The project starts from the medical-scientific definition of “dead space”, defined as the volume of air in the conduction pathways that doesn’t take part in alveolar-capillary exchanges, which is always present and necessary to balance the respiratory system. The term dead space evokes the distinction drawn by the French psychiatrist Eugène Minkowski: the “living space” is understood as a space in which a subject or in general a living body, moves, a significant space, organized around the vital interests of that living entity; on the other side the “dead space” is the abstract space where the gradients of interest and significance have been almost abolished, that space that is left when there is no longer a life that “shapes” it. Hence the idea to examine, from an observational point of view, the space experienced by a Senegalese boy named Papis, who arrived in Italy in 2007 and has been forced in hiding for nine years due to a chaotic bureaucracy.and has been forced in hiding for nine years due to a chaotic bureaucracy. Papis is an earth lifeguard, every morning he takes care of the sand on the Venetian coast, erasing the traces left by bathers the day before and resetting the “living space”.

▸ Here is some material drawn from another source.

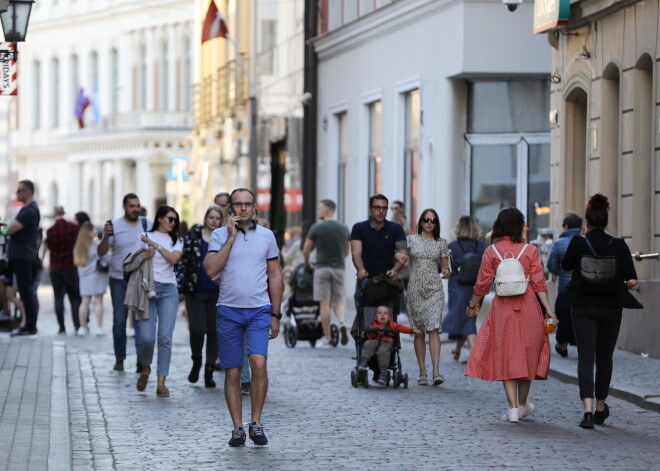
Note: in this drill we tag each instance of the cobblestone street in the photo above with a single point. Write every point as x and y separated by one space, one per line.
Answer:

The project wants to analyze the space in which he lives every day, trying to bring out the dichotomy between “living space” and “dead space”, given by the everyday life of an immigrant in Venice Lido.
The beach, as the land, is part of his daily life: the cabin 27 is the space where he sleeps and lives, the garden is the safe place where he goes after work, the cabin facing the sea is the space that welcomes him after lunch, where he stays to rest. All of this flows in a daily cycle, a kind of breath that repeats itself, the single breath of a person which could become the breath of many people.